Un labyrinthe de pierres traversé par un sentier où passent les rennes : c’est ce que représente cette vue aérienne qui illustre la pochette de l’album. On jurerait avoir affaire à une vision d’une faille spatio-temporelle… Cet endroit existe vraiment, il se situe dans la partie la plus septentrionale de l’Europe scandinave, près du cap Nordkinn, dans le comté de Finnmark, en Norvège. C’est là qu’est né l’artiste sámi Torgeir VASSVIK, dans ce village de pêcheurs nommé Gamvik, dont le paysage sombre et orageux est masqué par l’obscurité durant l’hiver, et les températures y restent très basses, même durant la période estivale, éclairée par les soleils de minuit. Depuis installé à Oslo, VASSVIK retourne autant qu’il le peut contempler ce désert de pierres et sans arbres ; c’est l’endroit qui le caractérise, son báiki, et tout son art sonore en est inspiré et le reflète. En bon Sámi qui se respecte, VASSVIK pratique en effet ce qui peut passer pour la plus ancienne tradition musicale et vocale de l’Europe, le joik (prononcer yoik), dont il développe une vision avant-gardiste qui en magnifie les racines animistes.

Recouvrant une ample gamme d’expressions vocales nourries de variations mélodiques et rythmiques, ce chant a capella spontané, lent et émanant du fond de la gorge, évoque l’âme d’une personne, d’un animal, d’un lieu, d’une fleur, d’une plante… et le joiker (le chanteur) y fait transparaître des états d’âme, des sentiments. Il peut être chanté à l’état nu, en pleine nature, ou parfois accompagné d’un tambour chamanique. Chaque Sámi a son propre portrait joiké, transmis d’un parent ou d’un grand-parent à un enfant. Véritable marqueur social et culturel, le joik est au centre de la culture sámie et a survécu aux éradications perpétrées au XVIIe siècle par les missionnaires luthériens qui jugeaient les joiks comme des « chansons du diable ».

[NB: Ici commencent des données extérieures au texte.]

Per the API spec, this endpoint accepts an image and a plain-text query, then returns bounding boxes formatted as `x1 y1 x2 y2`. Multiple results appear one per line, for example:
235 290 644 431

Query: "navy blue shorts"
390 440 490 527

De nos jours, le marché de la musique sámie a déployé le joik dans plein de directions, mais le joik pratiqué par VASSVIK ne ressemble en rien à ceux orientés popjoik, heavyjoik, ou afrojoik. Plutôt que de s’efforcer de paraître moderne, ou de se diluer dans les expressions « tendance », le joik de VASSVIK reste acoustique mais s’étend sur des territoires sonores plus âpres. S’efforçant de traduire de nouvelles visions émanant de l’ancien fond animiste et chamanique du joik, Torgeir VASSVIK sculpte des horizons sonores au caractère résolument primal dans lesquels se reflète la beauté sauvage des paysages naturels nordiques.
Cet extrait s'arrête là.